* [pve-devel] [PATCH manager] fix #4631: ceph: osd: create: add osds-per-device
@ 2023-04-18 12:26 Aaron Lauterer
2023-08-21 8:20 ` Fiona Ebner
0 siblings, 1 reply; 4+ messages in thread
From: Aaron Lauterer @ 2023-04-18 12:26 UTC (permalink / raw)
To: pve-devel
Allows to automatically create multiple OSDs per physical device. The
main use case are fast NVME drives that would be bottlenecked by a
single OSD service.
By using the 'ceph-volume lvm batch' command instead of the 'ceph-volume
lvm create' for multiple OSDs / device, we don't have to deal with the
split of the drive ourselves.
But this means that the parameters to specify a DB or WAL device won't
work as the 'batch' command doesn't use them. Dedicated DB and WAL
devices don't make much sense anyway if we place the OSDs on fast NVME
drives.
Some other changes to how the command is built were needed as well, as
the 'batch' command needs the path to the disk as a positional argument,
not as '--data /dev/sdX'.
We drop the '--cluster-fsid' paramter because the 'batch' command
doesn't accept it. The 'create' will fall back to reading it from the
ceph.conf file.
Removal of OSDs works as expected without any code changes. As long as
there are other OSDs on a disk, the VG & PV won't be removed, even if
'cleanup' is enabled.
Signed-off-by: Aaron Lauterer <a.lauterer@proxmox.com>
---
There are a few other places where we can improve the OSD handling if
multiple OSDs are on one physical disk.
* Disk overview in the Node -> Disks panel: show all OSD IDs present on
the disk instead of the last one in the list that was parsed
* Create window: allow to select disks that already have OSDs on it,
but still have free space available
These things will need additions and changes to the API. Especially for
the changes we probably want to target the Proxmox VE 8 release.

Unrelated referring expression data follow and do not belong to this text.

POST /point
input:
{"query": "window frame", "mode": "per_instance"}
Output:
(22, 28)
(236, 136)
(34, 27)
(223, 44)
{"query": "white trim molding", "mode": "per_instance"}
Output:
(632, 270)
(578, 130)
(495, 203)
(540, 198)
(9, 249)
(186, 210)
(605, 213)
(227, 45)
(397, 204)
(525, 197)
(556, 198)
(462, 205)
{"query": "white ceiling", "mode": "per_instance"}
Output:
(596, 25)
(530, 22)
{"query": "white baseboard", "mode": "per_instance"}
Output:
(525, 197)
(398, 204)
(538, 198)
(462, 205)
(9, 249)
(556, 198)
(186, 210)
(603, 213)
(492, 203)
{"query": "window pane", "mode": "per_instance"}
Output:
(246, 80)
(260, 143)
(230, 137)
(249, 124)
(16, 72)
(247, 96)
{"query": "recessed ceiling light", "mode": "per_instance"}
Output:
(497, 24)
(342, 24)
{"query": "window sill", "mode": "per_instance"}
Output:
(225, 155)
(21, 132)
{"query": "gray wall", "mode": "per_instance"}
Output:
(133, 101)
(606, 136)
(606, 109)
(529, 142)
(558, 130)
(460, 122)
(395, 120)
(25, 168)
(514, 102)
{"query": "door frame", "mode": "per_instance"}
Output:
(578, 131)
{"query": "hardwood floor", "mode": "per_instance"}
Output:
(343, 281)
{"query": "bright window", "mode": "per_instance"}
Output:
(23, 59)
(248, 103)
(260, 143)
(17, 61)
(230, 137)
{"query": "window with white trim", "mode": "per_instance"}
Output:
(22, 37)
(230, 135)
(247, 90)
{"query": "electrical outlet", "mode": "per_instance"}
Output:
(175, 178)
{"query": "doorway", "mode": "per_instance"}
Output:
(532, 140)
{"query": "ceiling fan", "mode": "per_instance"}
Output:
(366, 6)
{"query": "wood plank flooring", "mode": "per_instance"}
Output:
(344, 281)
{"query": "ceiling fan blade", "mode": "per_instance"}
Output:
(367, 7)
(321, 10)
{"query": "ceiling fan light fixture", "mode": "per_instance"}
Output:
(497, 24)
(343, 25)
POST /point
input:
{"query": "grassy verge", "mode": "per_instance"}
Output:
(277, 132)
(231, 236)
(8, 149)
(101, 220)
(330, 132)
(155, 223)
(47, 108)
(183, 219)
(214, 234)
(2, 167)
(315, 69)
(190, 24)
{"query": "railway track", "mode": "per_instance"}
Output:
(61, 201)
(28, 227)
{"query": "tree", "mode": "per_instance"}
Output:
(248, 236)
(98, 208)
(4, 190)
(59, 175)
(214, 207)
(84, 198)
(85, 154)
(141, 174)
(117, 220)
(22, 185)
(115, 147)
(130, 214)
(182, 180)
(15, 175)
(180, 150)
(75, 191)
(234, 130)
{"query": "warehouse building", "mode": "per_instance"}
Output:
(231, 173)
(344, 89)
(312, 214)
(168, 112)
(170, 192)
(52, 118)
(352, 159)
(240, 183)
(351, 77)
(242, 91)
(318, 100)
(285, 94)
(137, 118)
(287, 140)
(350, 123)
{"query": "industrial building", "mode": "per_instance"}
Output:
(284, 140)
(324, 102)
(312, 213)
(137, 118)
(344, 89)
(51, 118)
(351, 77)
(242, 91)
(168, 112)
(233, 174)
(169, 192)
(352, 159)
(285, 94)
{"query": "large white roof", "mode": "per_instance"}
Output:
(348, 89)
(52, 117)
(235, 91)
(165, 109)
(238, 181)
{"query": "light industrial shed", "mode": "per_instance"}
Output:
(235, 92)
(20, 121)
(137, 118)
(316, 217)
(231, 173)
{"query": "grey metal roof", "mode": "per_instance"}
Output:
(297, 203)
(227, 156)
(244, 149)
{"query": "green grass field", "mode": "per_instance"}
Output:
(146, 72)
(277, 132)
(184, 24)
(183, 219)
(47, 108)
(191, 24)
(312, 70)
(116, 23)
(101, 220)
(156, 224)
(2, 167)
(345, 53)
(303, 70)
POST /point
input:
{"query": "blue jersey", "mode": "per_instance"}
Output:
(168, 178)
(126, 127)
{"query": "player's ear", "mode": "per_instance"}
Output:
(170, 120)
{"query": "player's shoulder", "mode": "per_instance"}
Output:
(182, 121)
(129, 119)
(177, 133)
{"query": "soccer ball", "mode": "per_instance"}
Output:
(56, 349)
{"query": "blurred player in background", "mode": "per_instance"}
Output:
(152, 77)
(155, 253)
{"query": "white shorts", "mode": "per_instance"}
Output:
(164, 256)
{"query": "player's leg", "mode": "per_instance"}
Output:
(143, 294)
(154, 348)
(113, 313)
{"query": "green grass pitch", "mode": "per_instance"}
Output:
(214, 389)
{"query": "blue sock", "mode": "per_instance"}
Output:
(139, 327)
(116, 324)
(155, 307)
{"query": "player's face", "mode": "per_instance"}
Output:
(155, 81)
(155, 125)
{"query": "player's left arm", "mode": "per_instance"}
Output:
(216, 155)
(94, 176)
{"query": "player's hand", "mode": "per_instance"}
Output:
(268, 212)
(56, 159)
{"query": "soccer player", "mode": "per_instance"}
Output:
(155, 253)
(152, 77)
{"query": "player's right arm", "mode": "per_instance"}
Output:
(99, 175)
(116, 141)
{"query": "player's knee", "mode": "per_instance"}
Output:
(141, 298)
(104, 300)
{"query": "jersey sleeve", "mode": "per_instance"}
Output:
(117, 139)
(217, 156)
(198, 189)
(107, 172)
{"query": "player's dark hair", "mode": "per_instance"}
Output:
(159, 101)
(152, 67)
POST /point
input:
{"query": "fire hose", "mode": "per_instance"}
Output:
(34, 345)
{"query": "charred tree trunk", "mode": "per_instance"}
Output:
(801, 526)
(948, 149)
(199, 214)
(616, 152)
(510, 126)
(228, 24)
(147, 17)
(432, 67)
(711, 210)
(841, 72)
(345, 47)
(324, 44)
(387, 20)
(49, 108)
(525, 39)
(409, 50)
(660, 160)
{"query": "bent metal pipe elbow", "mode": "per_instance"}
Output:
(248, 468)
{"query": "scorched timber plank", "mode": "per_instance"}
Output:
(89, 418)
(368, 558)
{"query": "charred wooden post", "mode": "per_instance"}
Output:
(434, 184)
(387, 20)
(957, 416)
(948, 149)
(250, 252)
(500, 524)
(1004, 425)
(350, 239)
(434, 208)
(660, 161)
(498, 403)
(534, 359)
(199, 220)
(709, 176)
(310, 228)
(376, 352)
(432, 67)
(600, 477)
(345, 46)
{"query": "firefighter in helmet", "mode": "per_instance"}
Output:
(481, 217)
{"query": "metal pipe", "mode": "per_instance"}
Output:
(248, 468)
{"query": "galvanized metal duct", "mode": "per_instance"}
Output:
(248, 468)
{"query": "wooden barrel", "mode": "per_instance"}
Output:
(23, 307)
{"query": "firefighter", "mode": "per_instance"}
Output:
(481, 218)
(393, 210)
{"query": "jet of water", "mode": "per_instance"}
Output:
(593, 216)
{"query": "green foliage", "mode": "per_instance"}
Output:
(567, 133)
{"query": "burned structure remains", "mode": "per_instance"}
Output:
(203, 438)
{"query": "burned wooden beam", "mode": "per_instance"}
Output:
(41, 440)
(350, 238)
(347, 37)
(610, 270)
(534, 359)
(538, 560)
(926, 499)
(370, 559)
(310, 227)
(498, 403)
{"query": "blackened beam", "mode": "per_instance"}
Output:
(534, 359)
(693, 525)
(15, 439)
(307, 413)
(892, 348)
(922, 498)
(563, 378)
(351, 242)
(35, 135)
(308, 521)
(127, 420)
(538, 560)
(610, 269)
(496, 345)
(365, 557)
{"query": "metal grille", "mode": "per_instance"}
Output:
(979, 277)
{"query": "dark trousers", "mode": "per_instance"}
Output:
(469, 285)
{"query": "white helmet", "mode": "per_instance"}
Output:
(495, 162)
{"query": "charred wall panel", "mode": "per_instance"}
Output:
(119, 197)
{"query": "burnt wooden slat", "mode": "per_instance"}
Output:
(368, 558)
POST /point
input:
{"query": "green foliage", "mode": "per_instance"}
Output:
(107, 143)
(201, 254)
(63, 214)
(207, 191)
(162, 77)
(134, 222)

PVE/API2/Ceph/OSD.pm | 27 +++++++++++++++++++++++----
1 file changed, 23 insertions(+), 4 deletions(-)
diff --git a/PVE/API2/Ceph/OSD.pm b/PVE/API2/Ceph/OSD.pm
index ded35990..43dad56b 100644
--- a/PVE/API2/Ceph/OSD.pm
+++ b/PVE/API2/Ceph/OSD.pm
@@ -275,6 +275,12 @@ __PACKAGE__->register_method ({
type => 'string',
description => "Set the device class of the OSD in crush."
},
+ 'osds-per-device' => {
+ optional => 1,
+ type => 'number',
+ minimum => '1',
+ description => 'OSD services per physical device. Can improve fast NVME utilization.',
+ },
},
},
returns => { type => 'string' },
@@ -294,6 +300,15 @@ __PACKAGE__->register_method ({
# extract parameter info and fail if a device is set more than once
my $devs = {};
+ # allow 'osds-per-device' only without dedicated db and/or wal devs. We cannot specify them with
+ # 'ceph-volume lvm batch' and they don't make a lot of sense on fast NVMEs anyway.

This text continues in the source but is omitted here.